I have a file that maps from documentId to entities and I extract document co-occurrences. The entities RDD looks like this:
//documentId -> (name, type, frequency per document)
val docEntityTupleRDD: RDD[(Int, Iterable[(String, String, Int)])]
To extract relationships between entities and their frequency within each document, I use the following code:
def hashId(str: String) = {
Hashing.md5().hashString(str, Charsets.UTF_8).asLong()
}
val docRelTupleRDD = docEntityTupleRDD
//flatMap at SampleGraph.scala:62
.flatMap { case(docId, entities) =>
val entitiesWithId = entities.map { case(name, _, freq) => (hashId(name), freq) }.toList
val relationships = entitiesWithId.combinations(2).collect {
case Seq((id1, freq1), (id2, freq2)) if id1 != id2 =>
// Make sure left side is less than right side
val (first, second) = if (id1 < id2) (id1, id2) else (id2, id1)
((first, second), (docId.toInt, freq1 * freq2))
}
relationships
}
val zero = collection.mutable.Map[Int, Int]()
val edges: RDD[Edge[immutable.Map[Int, Int]]] = docRelTupleRDD
.aggregateByKey(zero)(
(map, v) => map += v,
(map1, map2) => map1 ++= map2
)
.map { case ((e1, e2), freqMap) => Edge(e1, e2, freqMap.toMap) }
Each edge stores the relationship frequency per document in a Map.
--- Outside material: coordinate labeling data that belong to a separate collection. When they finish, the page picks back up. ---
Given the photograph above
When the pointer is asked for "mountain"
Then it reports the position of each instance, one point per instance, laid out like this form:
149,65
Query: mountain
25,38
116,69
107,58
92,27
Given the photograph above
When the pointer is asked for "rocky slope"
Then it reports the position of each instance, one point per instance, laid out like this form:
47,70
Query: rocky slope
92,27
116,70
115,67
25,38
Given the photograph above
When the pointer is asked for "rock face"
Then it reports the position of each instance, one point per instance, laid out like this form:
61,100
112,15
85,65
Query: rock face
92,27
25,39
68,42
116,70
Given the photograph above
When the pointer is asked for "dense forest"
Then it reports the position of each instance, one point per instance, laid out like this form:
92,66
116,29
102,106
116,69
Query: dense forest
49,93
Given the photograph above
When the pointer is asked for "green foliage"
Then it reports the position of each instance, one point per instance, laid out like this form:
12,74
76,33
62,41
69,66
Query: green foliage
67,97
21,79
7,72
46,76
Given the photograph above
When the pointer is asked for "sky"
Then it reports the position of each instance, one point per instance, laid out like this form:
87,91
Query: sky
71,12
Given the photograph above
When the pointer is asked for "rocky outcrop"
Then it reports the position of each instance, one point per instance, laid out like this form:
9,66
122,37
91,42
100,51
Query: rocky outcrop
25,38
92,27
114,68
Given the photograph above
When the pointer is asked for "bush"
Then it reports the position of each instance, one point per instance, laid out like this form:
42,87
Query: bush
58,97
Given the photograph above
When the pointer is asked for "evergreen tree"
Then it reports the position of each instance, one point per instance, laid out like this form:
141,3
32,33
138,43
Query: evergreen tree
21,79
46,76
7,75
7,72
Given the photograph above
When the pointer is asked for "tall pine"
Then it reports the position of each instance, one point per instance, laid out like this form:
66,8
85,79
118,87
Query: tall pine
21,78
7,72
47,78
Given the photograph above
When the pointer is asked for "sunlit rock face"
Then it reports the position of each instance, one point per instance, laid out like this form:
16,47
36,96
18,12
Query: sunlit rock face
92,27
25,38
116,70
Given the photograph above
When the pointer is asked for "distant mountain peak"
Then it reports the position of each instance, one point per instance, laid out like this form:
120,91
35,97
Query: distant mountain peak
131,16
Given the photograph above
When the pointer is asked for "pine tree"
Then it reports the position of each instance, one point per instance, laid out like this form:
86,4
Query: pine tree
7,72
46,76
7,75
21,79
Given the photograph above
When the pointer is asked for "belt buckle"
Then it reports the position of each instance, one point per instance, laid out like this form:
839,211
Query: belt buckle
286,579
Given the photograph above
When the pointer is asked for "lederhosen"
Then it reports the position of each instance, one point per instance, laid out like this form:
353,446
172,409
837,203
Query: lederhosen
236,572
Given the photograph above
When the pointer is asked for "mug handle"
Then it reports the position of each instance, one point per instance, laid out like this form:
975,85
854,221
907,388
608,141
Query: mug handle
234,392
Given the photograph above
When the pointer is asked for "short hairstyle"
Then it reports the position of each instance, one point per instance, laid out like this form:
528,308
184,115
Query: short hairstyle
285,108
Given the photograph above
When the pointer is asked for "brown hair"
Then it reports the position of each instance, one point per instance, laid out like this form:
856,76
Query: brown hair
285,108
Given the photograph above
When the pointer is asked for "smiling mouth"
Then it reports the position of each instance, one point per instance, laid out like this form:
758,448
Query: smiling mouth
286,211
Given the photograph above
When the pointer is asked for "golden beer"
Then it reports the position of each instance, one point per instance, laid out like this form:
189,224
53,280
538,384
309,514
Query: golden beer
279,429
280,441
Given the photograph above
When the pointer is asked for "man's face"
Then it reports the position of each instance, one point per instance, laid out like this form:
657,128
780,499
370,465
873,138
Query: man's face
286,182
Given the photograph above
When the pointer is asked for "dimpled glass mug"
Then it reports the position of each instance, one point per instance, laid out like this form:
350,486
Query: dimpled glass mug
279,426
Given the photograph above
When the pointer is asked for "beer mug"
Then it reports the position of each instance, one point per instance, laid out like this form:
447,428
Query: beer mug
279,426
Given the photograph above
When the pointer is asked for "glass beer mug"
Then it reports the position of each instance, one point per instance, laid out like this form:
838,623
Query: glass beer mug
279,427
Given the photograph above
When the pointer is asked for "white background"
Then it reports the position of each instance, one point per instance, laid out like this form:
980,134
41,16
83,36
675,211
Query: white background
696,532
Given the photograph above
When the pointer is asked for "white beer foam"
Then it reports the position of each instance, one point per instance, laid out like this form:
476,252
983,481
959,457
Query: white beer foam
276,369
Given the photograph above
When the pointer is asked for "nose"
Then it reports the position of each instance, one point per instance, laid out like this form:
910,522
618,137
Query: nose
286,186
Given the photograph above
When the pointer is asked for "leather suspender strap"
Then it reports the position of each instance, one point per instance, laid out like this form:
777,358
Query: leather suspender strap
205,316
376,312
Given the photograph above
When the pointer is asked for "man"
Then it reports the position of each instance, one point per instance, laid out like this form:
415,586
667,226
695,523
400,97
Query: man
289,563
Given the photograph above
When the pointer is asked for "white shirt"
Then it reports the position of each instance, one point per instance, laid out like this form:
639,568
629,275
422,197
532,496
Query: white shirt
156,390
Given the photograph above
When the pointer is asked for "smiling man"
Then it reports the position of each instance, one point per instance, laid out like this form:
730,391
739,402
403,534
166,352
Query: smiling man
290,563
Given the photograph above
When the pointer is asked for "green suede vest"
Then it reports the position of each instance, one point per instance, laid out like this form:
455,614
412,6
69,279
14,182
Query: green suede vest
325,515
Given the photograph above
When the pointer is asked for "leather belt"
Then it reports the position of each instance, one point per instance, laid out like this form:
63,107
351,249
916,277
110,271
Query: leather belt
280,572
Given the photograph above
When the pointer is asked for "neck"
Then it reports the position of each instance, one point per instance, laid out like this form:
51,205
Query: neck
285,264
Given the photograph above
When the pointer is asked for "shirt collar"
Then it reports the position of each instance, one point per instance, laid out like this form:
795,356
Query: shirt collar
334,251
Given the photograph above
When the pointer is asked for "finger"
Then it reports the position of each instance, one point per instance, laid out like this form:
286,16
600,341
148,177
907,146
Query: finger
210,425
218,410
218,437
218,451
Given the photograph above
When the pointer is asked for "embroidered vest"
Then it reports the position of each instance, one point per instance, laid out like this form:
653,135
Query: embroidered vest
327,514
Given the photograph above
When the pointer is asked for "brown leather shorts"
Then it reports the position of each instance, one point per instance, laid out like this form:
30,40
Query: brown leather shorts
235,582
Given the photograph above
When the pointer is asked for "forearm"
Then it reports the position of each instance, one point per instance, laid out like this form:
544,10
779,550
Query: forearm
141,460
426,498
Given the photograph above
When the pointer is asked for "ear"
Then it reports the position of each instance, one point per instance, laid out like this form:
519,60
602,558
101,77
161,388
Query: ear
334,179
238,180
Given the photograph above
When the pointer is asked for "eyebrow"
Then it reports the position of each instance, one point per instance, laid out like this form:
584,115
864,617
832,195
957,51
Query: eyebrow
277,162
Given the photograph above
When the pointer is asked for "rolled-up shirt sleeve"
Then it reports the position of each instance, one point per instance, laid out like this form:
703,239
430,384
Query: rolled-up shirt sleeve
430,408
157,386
When I'm trying to write the edges to file:
edges.saveAsTextFile(outputFile + "_edges")
I receive the following errors after some time:
15/12/28 02:39:40 WARN HeartbeatReceiver: Removing executor driver with no recent heartbeats: 127198 ms exceeds timeout 120000 ms
15/12/28 02:39:40 ERROR TaskSchedulerImpl: Lost executor driver on localhost: Executor heartbeat timed out after 127198 ms
15/12/28 02:39:40 INFO TaskSetManager: Re-queueing tasks for driver from TaskSet 0.0
15/12/28 02:42:50 WARN AkkaRpcEndpointRef: Error sending message [message = Heartbeat(driver,[Lscala.Tuple2;#64c6e4c4,BlockManagerId(driver, localhost, 35375))] in 1 attempts
org.apache.spark.rpc.RpcTimeoutException: Futures timed out after [120 seconds]. This timeout is controlled by spark.rpc.askTimeout
15/12/28 02:42:50 WARN TaskSetManager: Lost task 2.0 in stage 0.0 (TID 2, localhost): ExecutorLostFailure (executor driver lost)
15/12/28 02:43:55 ERROR TaskSetManager: Task 2 in stage 0.0 failed 1 times; aborting job
15/12/28 02:46:04 WARN TaskSetManager: Lost task 5.0 in stage 0.0 (TID 5, localhost): ExecutorLostFailure (executor driver lost)
[...]
15/12/28 02:47:07 INFO TaskSchedulerImpl: Removed TaskSet 0.0, whose tasks have all completed, from pool
15/12/28 02:48:36 WARN AkkaRpcEndpointRef: Error sending message [message = Heartbeat(driver,[Lscala.Tuple2;#64c6e4c4,BlockManagerId(driver, localhost, 35375))] in 2 attempts
org.apache.spark.rpc.RpcTimeoutException: Futures timed out after [120 seconds]. This timeout is controlled by spark.rpc.askTimeout
15/12/28 02:49:39 INFO TaskSchedulerImpl: Cancelling stage 0
15/12/28 02:49:39 INFO DAGScheduler: ShuffleMapStage 0 (flatMap at SampleGraph.scala:62) failed in 3321.145 s
15/12/28 02:51:06 WARN SparkContext: Killing executors is only supported in coarse-grained mode
[...]
My spark configuration looks like this:
val conf = new SparkConf()
.set("spark.serializer", "org.apache.spark.serializer.KryoSerializer")
.setAppName("wordCount")
.setMaster("local[8]")
.set("spark.executor.memory", "8g")
.set("spark.driver.maxResultSize", "8g")
// Increase memory fraction to prevent disk spilling
.set("spark.shuffle.memoryFraction", "0.3")
// Disable spilling
// If set to "true", limits the amount of memory used during reduces by spilling data out to disk.
// This spilling threshold is specified by spark.shuffle.memoryFraction.
.set("spark.shuffle.spill", "false")
I already increased the executor memory and refactored a previous reduceByKey construct with aggregateByKey after research on the internet. Error stays the same. Can someone help me?